Les Lettres d’Amabed/Lettre 13b d’Amabed

Les Lettres d’Amabed
Les Lettres d’AmabedGarniertome 21 (p. 468-469).


TREIZIÈME LETTRE
D’AMABED.


Tandis que cette ville est partagée sourdement en petites factions pour élire un vice-dieu, que ces factions, animées de la plus forte haine, se ménagent toutes avec une politesse qui ressemble à l’amitié, que le peuple regarde les Pères Fa tutto et Fa molto comme les favoris de la Divinité, qu’on s’empresse autour de nous avec une curiosité respectueuse, je fais, mon cher Shastasid, de profondes réflexions sur le gouvernement de Roume.
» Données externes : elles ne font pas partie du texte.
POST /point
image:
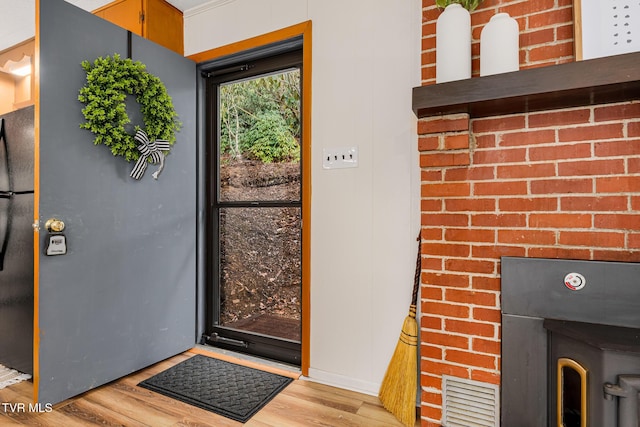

Je le compare au repas que nous a donné la princesse de Piombino. La salle était propre, commode, et parée ; l’or et l’argent brillaient sur les buffets ; la gaieté, l’esprit et les grâces, animaient les convives ; mais, dans les cuisines, le sang et la graisse coulaient ; les peaux des quadrupèdes, les plumes des oiseaux et leurs entrailles pêle-mêle amoncelées, soulevaient le cœur, et répandaient l’infection.

Telle est, ce me semble, la cour romaine ; polie et flatteuse chez elle, ailleurs brouillonne et tyrannique. Quand nous disons que nous espérons avoir justice de Fa tutto, on se met doucement à rire ; on nous dit que nous sommes trop au-dessus de ces bagatelles ; que le gouvernement nous considère trop pour souffrir que nous gardions le souvenir d’une telle facétie ; que les Fa tutto et les Fa molto sont des espèces de singes élevés avec soin pour faire des tours de passe-passe devant le peuple ; et on finit par des protestations de respect et d’amitié pour nous. Quel parti veux-tu que nous prenions, grand Shastasid ? Je crois que le plus sage est de rire comme les autres, et d’être poli comme eux. Je veux étudier Roume, elle en vaut la peine.